PRIVATE or PROTECTED -- Interfaces thus marked are presumed to be on a private network that is protected by the firewall machine. IP masquerading and NAT are applied to all outgoing connections from these networks.

PUBLIC or UNPROTECTED -- Interfaces so marked are not protected behind the firewall machine.

Directives to Set Up Host Aliasing

To set up host aliasing, where a machine on a protected network is to be partially accessible on a public network, use this type of directive:

ALIAS  pseudo   real  [ ports-protocols-services] [from source[s]]

For example, if the SSH server on a machine named "private1" on a protected network had to be accessible from machines in mydomain.com, which had a 16-bit mask, appearing to be at public address "public1," the following line could be used:

ALIAS    public1    private1    ssh from mydomain.com/16

Ports/protocols and/or services to be passed through could be listed elsewhere than on the line that defined the ALIAS mapping. The line above could also be:

ALIAS    public1    private1
OPEN     ssh     from    mydomain.com/16

Directives for Packet Forwarding

To set up packet forwarding/rewriting, the following line could be included:

FORWARD protocols-ports-services [FROM source[s]]\
 [TO destination[s]]ONTO forwarded-desistination-address \
[forwarded-protocols-ports-services]

A list of protocols/ports and/or services, possibly matched by where they are coming from or going to, will be translated to go to the forwarded-destination-address, possibly also to a different group of protocols/ports/services.
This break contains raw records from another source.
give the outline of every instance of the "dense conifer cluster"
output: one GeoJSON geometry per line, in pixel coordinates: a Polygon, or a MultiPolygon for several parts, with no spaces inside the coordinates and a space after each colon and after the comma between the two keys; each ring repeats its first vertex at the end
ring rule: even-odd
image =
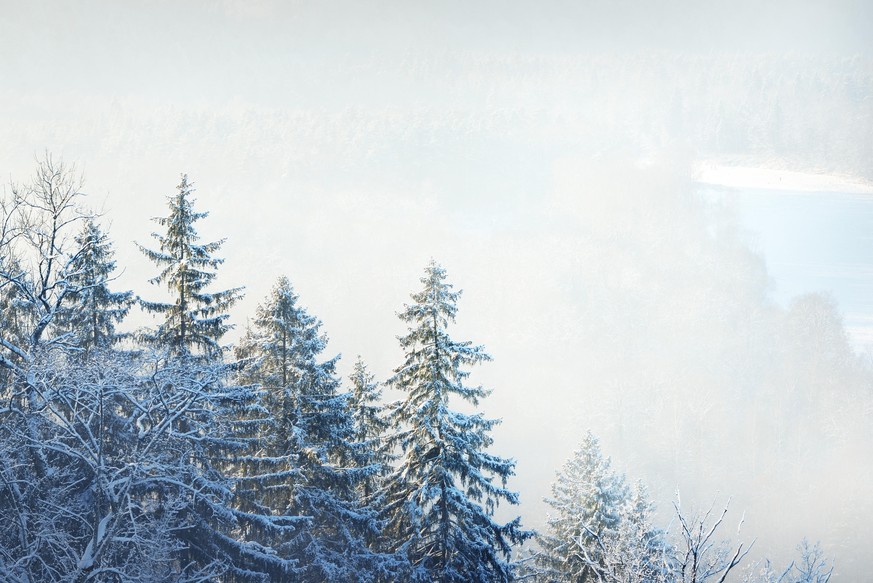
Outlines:
{"type": "MultiPolygon", "coordinates": [[[[200,242],[193,192],[183,175],[158,248],[140,246],[165,302],[113,289],[72,169],[47,157],[0,197],[0,580],[702,582],[745,558],[714,544],[711,510],[677,503],[668,541],[590,433],[546,532],[498,521],[519,502],[515,462],[490,451],[499,421],[453,408],[490,394],[468,384],[490,356],[449,335],[460,291],[436,262],[399,314],[396,402],[360,357],[344,386],[284,276],[227,346],[242,288],[211,289],[223,241],[200,242]],[[158,325],[122,332],[135,305],[158,325]]],[[[800,550],[746,580],[827,581],[820,549],[800,550]]]]}

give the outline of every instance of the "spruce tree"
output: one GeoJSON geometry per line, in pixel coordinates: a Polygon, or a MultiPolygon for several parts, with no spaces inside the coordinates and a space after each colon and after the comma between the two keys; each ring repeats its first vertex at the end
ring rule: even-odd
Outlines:
{"type": "Polygon", "coordinates": [[[171,353],[196,354],[216,357],[221,353],[219,341],[230,329],[227,311],[241,297],[242,288],[210,293],[206,289],[215,280],[216,269],[224,260],[214,257],[224,239],[199,243],[194,223],[209,213],[195,212],[188,176],[182,174],[178,192],[168,197],[170,214],[153,219],[165,229],[163,234],[152,233],[158,241],[158,250],[140,245],[142,252],[161,272],[149,280],[165,284],[173,297],[172,303],[143,301],[143,307],[162,315],[164,321],[145,340],[171,353]]]}
{"type": "Polygon", "coordinates": [[[362,480],[360,491],[364,500],[373,500],[378,504],[374,496],[392,460],[385,443],[389,424],[385,418],[385,407],[380,402],[382,389],[360,356],[355,361],[349,380],[352,383],[349,408],[354,422],[355,442],[363,446],[363,465],[374,466],[376,470],[362,480]]]}
{"type": "Polygon", "coordinates": [[[269,426],[250,462],[261,475],[241,479],[237,499],[298,521],[290,536],[265,532],[262,540],[296,564],[296,580],[374,580],[392,567],[366,544],[377,523],[358,485],[373,469],[360,467],[338,357],[319,360],[327,343],[320,328],[283,277],[240,342],[237,355],[251,359],[245,379],[262,385],[269,426]]]}
{"type": "Polygon", "coordinates": [[[109,289],[115,252],[109,237],[92,217],[82,223],[75,243],[80,251],[68,268],[71,291],[53,324],[56,334],[69,336],[67,342],[87,354],[121,339],[116,326],[130,311],[133,292],[109,289]]]}
{"type": "Polygon", "coordinates": [[[669,580],[669,547],[651,523],[652,503],[642,483],[631,491],[611,469],[589,431],[558,472],[546,503],[554,514],[539,539],[548,582],[669,580]]]}
{"type": "Polygon", "coordinates": [[[422,291],[413,294],[400,318],[409,324],[400,345],[406,353],[388,383],[406,394],[390,415],[400,427],[392,436],[399,467],[385,488],[388,537],[414,565],[422,581],[508,581],[511,545],[529,536],[520,519],[499,524],[498,503],[518,503],[506,488],[515,462],[488,453],[498,420],[449,408],[455,397],[478,405],[490,391],[468,386],[471,365],[490,357],[481,346],[452,340],[460,292],[446,283],[433,261],[422,291]]]}

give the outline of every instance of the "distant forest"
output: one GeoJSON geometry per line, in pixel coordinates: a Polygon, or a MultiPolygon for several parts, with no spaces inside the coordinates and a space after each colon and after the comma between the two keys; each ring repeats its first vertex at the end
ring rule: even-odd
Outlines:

Typical Cluster Firewall Example

As an example, consider a small cluster with one head node and several compute nodes, with the head node and all the compute nodes exposed on the general network. Suppose that the requirements for outside network access to the cluster are that every cluster node can be pingable and allow ssh access, with the head node also being a Web server. Further suppose that any access to the outside network from within the cluster is allowed, and that any access between cluster nodes is allowed. The following PFILTER configuration file on the head node and on every compute node would accomplish this:

# define the main cluster server and the compute nodes
# (assume they are defined in all host's /etc/hosts files)

%define server headnode.cluster19.domain.org

%define nodes     node1.cluster19.domain.org \
        node2.cluster19.domain.org \
        node3.cluster19.domain.org

# We don't trust anyone anywhere on any interface by default

untrusted  interfaces  all

# Be nice and reject, rather than drop, unwanted packets

reject

# let anyone ping or ssh into the cluster

open    ping    ssh

# the server gets http opened up

open    tcp     http https        %if %hostname% = %server%

# the server needs to be listed as a dhcp server for the nodes
# because opening up that service requires opening up some
# broadcast stuff as well, so simply listing the nodes as
# trusted is not sufficient

open    dhcp    to    %nodes%    %if %hostname% = %server%

# the server and every compute node trust each other

trusted %server% %nodes%

Conclusion

The first method of network security to be installed should be packet filtering. This will block access from outside the cluster to all but needed services, while allowing the cluster to access the outside freely. With tools such as PFILTER, packet-filtering firewalls with ipchains/iptables rulesets can be generated in a straightforward manner.

Neil Gorsuch has worked as a software consultant in the process control industry, co-founded a computer peripherals company where he designed hardware, firmware, and host software, and worked for Motorola designing cell phone firmware. He currently works at the NCSA in the cluster development group writing clustering software and cluster security systems. He is also a member of the Oscar core development team.